Jackie Washington would’ve been 100 on Tuesday, and musical friends are celebrating him this week
Jackie Washington was born on Nov. 12, 1919 in Hamilton, ON, the second oldest of 13 children. The young Jackie began performing at age five, and over his almost 90 years gave untold happiness to thousands of people across Canada. Right after the Second World War, he became Canada’s first black disc jockey. He had a repertoire of over 1,256 songs as well as a remarkable memory for people, places, birthdays and trains, among many other things. His song “Alone In The Dark,” from the Juno nominated-recording he made with Mose Scarlett and Ken Whiteley, was selected by the Canada Council as one of the songs honoured to mark 100 years of recorded music in Canada. He was a living connection to early African Canadian music, the swing era and much more. He received many awards and honours including an Honorary Doctorate from McMaster University, but it was his positive attitude to life that really made him so loved.
Jackie earned a Juno nomination and was inducted into Hamilton’s Gallery of Distinction in 1995 and the Canadian Jazz and Blues Hall of Fame in 2002.
Join us for a musical celebration with Ken Whiteley, Jackie’s niece, Shawn Washington-Purser, Luckystickz and the Steward Memorial Church Choir today, 12 p.m. to 2 p.m. at the Hamilton Public Library, Hamilton Room.

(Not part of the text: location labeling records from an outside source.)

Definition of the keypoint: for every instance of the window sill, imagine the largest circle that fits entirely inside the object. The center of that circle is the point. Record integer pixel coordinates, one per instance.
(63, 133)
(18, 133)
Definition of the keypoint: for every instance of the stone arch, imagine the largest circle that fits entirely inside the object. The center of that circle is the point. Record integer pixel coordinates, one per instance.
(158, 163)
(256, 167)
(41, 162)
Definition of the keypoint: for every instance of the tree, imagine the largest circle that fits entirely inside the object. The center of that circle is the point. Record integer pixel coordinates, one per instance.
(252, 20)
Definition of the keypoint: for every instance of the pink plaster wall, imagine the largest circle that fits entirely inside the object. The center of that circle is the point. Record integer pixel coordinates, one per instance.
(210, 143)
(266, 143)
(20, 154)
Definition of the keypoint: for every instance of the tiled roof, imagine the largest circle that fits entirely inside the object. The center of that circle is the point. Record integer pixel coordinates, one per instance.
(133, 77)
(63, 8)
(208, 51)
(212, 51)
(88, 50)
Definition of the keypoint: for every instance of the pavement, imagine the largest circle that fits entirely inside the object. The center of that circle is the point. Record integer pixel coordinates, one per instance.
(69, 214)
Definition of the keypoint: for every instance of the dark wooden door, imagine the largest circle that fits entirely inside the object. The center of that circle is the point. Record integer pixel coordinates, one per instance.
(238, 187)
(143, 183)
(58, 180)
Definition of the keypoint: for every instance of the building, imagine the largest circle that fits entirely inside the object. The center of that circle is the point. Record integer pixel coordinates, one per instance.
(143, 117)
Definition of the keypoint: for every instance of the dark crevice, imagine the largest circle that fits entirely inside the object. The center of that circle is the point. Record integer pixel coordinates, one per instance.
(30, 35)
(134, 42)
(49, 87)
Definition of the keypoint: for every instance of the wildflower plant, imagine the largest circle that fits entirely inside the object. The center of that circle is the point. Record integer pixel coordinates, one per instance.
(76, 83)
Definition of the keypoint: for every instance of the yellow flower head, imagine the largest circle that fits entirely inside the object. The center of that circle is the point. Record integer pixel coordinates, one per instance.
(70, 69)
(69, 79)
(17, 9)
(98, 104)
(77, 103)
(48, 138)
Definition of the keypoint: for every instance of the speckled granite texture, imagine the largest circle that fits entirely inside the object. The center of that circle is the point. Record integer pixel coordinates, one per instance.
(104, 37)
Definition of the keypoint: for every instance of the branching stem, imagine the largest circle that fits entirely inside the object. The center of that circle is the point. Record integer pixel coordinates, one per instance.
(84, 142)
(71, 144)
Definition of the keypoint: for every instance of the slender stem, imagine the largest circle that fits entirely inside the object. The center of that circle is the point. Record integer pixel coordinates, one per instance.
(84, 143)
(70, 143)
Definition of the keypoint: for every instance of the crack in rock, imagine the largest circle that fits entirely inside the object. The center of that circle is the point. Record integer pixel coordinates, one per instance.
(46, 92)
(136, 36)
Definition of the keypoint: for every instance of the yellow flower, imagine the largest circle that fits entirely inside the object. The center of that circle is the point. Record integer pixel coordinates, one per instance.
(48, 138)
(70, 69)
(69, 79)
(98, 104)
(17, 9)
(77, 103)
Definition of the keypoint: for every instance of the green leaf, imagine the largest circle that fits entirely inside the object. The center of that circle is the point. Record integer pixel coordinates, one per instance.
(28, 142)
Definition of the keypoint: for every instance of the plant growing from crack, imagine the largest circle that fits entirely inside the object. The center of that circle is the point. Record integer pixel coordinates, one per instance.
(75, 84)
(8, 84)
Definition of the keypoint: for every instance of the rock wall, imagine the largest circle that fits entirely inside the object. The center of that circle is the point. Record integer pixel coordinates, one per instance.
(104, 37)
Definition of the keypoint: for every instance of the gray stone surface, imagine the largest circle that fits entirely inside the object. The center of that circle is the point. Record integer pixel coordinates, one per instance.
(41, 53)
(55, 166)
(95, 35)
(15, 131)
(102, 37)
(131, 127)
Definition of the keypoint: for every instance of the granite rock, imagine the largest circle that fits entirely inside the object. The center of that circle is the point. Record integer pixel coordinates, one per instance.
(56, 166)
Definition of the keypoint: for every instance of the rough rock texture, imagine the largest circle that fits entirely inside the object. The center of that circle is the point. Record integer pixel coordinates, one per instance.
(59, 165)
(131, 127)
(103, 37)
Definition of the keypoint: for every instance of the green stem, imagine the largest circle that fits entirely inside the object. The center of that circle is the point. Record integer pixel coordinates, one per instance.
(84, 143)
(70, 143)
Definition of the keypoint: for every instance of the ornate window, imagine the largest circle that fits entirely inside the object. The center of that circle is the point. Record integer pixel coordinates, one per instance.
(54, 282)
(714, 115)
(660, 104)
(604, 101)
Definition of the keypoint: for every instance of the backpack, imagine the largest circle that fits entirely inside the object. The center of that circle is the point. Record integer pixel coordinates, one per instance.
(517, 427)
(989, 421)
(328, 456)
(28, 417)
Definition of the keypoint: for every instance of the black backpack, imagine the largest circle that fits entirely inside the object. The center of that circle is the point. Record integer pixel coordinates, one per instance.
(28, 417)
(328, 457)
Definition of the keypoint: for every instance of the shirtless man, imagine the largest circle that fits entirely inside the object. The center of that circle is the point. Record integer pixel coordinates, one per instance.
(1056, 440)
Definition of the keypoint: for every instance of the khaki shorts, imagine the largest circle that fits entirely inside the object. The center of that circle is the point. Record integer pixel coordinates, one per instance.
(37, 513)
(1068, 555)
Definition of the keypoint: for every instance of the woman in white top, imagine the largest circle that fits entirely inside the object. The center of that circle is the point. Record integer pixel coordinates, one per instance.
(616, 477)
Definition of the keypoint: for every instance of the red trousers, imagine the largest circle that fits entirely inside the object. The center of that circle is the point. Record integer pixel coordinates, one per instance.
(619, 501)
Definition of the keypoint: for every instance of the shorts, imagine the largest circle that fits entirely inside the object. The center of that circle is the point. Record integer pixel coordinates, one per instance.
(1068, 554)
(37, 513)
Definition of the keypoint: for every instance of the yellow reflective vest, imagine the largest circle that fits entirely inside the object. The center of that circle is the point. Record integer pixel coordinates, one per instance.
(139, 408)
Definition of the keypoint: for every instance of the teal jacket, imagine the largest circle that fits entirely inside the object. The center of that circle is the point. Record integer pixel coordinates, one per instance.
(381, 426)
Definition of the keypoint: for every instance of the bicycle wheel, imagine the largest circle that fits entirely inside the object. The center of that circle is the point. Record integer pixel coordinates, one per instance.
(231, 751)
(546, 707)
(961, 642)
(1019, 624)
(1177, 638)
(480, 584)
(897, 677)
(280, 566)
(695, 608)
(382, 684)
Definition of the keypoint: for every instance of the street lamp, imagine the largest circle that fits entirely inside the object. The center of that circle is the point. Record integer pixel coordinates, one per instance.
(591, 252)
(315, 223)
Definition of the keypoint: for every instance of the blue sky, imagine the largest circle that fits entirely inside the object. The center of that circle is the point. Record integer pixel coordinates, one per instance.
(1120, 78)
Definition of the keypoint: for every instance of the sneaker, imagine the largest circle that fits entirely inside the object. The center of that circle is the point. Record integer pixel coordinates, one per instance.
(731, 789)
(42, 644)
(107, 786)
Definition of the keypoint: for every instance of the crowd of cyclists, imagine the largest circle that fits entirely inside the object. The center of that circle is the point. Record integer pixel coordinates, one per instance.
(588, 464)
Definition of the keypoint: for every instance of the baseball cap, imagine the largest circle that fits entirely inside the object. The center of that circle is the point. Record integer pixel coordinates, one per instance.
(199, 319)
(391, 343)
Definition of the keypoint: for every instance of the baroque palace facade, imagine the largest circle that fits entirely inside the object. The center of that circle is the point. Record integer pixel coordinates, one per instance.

We’ll also be celebrating Jackie’s life and music with a special afternoon concert with Sneezy Waters, Chris Whiteley, John Sheard, Victor Bateman and host Ken Whiteley on Sunday, Nov. 17 at Hugh’s Room Live in Toronto. This concert will celebrate the Borealis release of The World Of Jackie Washington, a new album of 22 unreleased performances with contributions from Colin Linden, Cathy Fink & Marcy Marxer, Mose Scarlett, Graham Townsend, Reg Schwager and producer Ken Whiteley. The package also includes the documentary DVD I Want To Be Happy.